2 Zur Etymologie von Decorum
2.1 Griechische Etymologie: πρέπον, εἰκός und ἐπιεικής

Obwohl das decorum heute das zentrale Konzept der Rhetorik darstellt, ist sein Begriffsumfeld nicht ohne Weiteres inhaltlich eingrenzbar oder bestimmbar. Dies ist zum einen einer langen Zeitperiode des kreativen Schaffens in Rhetorik und Philosophie von Homer bis Cicero und zum anderen der Tatsache geschuldet, dass sich im altgriechischen Sprachraum mehrere Begriffe finden, die Angemessenheit ausdrücken können. Zu nennen sind hier τὸ πρέπον, τό εἰκός und ἐπιεικής, die in diesem Kapitel in ihren Bedeutungsnuancen, Konnotationen und Kontexten analysiert werden sollen. Um diese Begriffe genau fassen zu können, werden diese chronologisch in den Werken von Homer, Gorgias, Platon, Isokrates über Aristoteles bis zu Dionysius von Halikarnassus untersucht.1

Das altgriechische Wort πρέπον ist das Partizip Singular Präsens Neutrum des Verbs πρέπω („hervorragen, passen“) im Nominativ und Akkusativ, das oft mit Dativ oder Infinitiv angeschlossen wird und laut Liddell und Scott „that which is seemly, propriety“ bezeichnet. In der häufigen Verwendung des unpersönlichen Ausdrucks πρέπει („es schickt sich“) werden sowohl die äußeren Umstände, als auch die moralische Angemessenheit in die Bedeutung mit einbezogen.2 Kemmann definiert πρέπον als den „Inbegriff des ethisch wie ästhetisch Ansehnlichen“, dessen visuelle Konnotation in der Übersetzung ins lateinische decorum und aptum jedoch abhanden gekommen ist.3 Inwiefern dieser aus der Kunsttheorie kommende Terminus als Prinzip Eingang in Philosophie, Ethik und Rhetorik gefunden hat, soll mit Hilfe der oben genannten Autoren im Folgenden beleuchtet werden.

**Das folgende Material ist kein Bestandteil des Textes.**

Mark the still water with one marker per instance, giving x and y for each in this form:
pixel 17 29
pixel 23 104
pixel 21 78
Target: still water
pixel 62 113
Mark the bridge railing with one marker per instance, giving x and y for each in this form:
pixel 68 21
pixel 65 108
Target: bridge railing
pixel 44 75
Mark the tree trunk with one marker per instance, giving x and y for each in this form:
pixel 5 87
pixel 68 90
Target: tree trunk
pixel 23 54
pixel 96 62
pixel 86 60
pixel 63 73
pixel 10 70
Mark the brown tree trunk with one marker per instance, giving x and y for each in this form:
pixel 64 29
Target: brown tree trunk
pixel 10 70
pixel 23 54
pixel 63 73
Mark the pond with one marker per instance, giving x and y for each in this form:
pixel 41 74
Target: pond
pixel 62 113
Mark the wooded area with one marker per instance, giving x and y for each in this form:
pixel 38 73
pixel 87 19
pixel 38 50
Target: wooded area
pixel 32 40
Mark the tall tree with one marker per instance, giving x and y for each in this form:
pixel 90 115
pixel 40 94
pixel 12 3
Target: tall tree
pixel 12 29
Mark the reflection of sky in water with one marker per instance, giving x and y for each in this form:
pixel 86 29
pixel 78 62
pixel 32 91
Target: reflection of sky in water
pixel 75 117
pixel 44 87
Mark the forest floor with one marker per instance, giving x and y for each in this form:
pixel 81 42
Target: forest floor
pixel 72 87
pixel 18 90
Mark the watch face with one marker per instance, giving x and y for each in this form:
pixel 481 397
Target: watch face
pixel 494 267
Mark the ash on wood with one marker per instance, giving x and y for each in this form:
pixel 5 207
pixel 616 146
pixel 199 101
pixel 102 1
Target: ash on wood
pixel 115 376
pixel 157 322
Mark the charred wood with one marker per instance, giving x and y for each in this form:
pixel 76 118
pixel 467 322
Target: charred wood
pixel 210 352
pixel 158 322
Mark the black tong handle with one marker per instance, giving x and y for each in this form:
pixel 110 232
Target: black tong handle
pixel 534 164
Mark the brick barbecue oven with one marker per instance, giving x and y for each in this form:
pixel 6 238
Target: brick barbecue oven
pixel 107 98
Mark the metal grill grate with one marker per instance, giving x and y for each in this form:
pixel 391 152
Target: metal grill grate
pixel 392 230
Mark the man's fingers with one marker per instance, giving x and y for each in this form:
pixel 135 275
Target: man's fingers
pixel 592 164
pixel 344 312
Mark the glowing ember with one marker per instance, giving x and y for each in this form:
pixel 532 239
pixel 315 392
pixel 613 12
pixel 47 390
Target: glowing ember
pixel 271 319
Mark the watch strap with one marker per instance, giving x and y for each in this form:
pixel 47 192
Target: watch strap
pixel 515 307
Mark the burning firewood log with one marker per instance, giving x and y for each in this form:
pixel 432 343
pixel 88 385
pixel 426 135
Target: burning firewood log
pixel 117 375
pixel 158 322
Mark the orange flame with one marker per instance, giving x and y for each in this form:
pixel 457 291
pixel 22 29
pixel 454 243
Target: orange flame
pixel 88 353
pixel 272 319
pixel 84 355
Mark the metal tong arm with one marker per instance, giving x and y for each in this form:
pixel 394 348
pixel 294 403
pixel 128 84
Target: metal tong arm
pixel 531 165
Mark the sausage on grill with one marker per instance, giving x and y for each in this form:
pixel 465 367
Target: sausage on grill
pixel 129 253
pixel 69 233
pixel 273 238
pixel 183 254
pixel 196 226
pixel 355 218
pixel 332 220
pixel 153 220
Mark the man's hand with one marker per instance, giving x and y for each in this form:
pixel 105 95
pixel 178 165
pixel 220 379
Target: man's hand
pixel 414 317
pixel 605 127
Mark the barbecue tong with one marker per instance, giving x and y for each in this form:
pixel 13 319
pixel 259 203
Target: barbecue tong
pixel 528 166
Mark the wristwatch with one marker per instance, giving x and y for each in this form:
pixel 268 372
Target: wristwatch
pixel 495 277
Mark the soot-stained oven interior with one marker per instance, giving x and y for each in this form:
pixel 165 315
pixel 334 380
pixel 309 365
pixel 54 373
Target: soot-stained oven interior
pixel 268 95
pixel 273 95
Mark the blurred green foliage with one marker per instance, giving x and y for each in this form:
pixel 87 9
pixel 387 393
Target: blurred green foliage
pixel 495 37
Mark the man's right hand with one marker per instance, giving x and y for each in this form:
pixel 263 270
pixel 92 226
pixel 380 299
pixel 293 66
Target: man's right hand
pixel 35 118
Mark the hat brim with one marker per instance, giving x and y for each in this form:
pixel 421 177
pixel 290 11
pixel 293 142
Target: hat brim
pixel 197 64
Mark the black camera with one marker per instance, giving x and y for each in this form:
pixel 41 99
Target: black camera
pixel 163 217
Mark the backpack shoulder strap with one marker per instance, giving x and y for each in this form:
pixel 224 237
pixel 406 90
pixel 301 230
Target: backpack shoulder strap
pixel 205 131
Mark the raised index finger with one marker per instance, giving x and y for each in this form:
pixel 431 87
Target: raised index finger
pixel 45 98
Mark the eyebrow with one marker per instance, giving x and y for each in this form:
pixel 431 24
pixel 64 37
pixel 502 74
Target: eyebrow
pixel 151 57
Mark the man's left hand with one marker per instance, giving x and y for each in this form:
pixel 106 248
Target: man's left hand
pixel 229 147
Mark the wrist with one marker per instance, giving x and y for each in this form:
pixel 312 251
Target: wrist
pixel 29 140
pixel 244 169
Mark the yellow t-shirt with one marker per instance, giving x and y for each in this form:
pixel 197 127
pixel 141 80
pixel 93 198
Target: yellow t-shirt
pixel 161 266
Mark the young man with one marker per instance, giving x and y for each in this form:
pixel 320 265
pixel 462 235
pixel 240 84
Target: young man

Homer verwendet in seiner Ilias zumeist das Verb πρέπειν, um das Offensichtliche des Trägers, wie Gesichtszüge und äußere Erscheinung4, aber auch den gebührenden Respekt der Götter voreinander darzustellen (Ilias, I, 601-604). Doch auch die Art des gebührenden und anmutigen Sprechens des Prinzen Laodamas im 8. Gesang der Odyssee (VIII, 170-175) wird damit erfasst, die es dem Menschen ermöglicht, sich „θεὸν ὤς“ (wie ein Gott) zu präsentieren. Die Verwendung des Verbs πρέπειν dient nicht nur dazu, gesellschaftlich angemessene Verhaltenskodizes und eine beinahe himmlische Anmut des Sprechens von Menschen zu beschreiben, sondern kann auch das angemessen schamhafte Verhalten von Göttinnen umfassen, die beispielsweise die öffentliche Entlarvung des Ehebruchs von Aphrodite und ihrem Geliebten Ares gegenüber dem Ehemann Hephaistos (VIII, 321-324) nicht bezeugen wollen. Helden und Götter sind bei Homer Vorbilder des Menschen für πρέπον-gemäßes Benehmen und Sprechen im Rahmen einer sozialen Ordnung.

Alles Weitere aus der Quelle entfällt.